Una lezione da tenere a mente per quanti, in piena febbre da spread, con un attacco speculativo sul debito italiano, sug­gerivano di mandare a quel paese tutti, a partire dall’Europa e dai suoi paletti, per tornare alla li­ra e ricominciare in buona pace con la propria valuta, stampandola a volontà, senza i rimbrot­ti – ma anche senza lo scudo – della Banca cen­trale europea. Quanto fatto a Buenos Aires dopo il fatidico 23 dicembre 2001, isolarsi dal mondo all’insegna di una quasi-autarchia monetaria, all’inizio ha pro­dotto risultati incoraggianti.
I governi Kirchner (Nestor e, poi, la moglie Cristina Fernandez) han­no scelto di combinare una forte spesa pubblica al controllo del cambio, prima ancorato al dolla­ro, con ricadute economiche a tratti folgoranti: il Pil è balzato oltre l’8%, grazie al boom delle e­sportazioni agricole, la soia su tutte, realizzando in poco meno di un decennio un saldo della bi­lancia commerciale da primato. La disoccupa­zione è precipitata del 50% e il tasso di povertà si è sgonfiato dal 60 al 30%. Ma nel frattempo non è stata portata a termine alcuna riforma struttu­rale. È invece cominciata, a partire dal 2007, una manipolazione delle statistiche ufficiali. Come accadde in Grecia, per favorire l’ingresso di Atene nell’euro. Secondo la Casa Rosada, l’in­flazione viaggiava al 10%, quando in realtà correva a velocità tripla. La valuta ha iniziato a de­prezzarsi e gli argentini hanno ricominciato a comprare dollari, temendo un collasso del peso, ali­mentando così il mercato nero e la fuga della liquidità. Quando la Banca centrale avrà esaurito le ri­serve per contrastare tale fuga, sarà costretta a svalutare il cambio. Provocando un crollo dell’atti­vità economica e l’incendio dei prezzi. 
L’inflazione è il modo con cui il governo mette le sue mani nelle tasche e nei depositi bancari dei cittadini, li deruba del loro potere di acquisto e ingrossa l’e­sercito dei poveri. L’atavica trappola sudamericana: regime di cambi flessibili, mal gestito, e iperin­flazione. Tagliola che ha ripetutamente ferito l’Argentina, sino a metà Novecento fra i Paesi più ric­chi al mondo, prima che iniziasse l’interminabile spirale di crisi valutarie e default.

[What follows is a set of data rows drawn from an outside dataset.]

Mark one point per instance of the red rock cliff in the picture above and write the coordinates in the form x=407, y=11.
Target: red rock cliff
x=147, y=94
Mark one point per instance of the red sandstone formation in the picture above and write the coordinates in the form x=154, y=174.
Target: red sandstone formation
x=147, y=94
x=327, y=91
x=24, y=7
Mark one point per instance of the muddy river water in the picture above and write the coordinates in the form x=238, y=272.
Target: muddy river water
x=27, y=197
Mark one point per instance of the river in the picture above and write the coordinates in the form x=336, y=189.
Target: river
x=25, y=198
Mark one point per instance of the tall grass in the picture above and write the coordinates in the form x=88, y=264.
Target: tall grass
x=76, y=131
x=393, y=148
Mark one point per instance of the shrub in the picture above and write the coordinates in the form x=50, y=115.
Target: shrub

La lezione ar­gentina è da non dimenticare. Soprattutto allorché si favoleggiano le mirabilie di un addio all’euro. Un conto è chiedere con senso e forza all’Europa di abbandonare la sola politica di austerità per fa­vorire la ripresa. Altro pensare di salutare l’Unione e l’Eurozona per ballare da soli.
Il Nobel Simon Kuznets osservò con un’ironia non da tutti apprezzata come ci fossero quattro tipi di Paesi: svilup­pati, sottosviluppati, Giappone e Argentina. L’Italia merita di restare fra i primi. E l’Argentina di tro­vare finalmente governanti all’altezza della sua grande tradizione per esserle a fianco.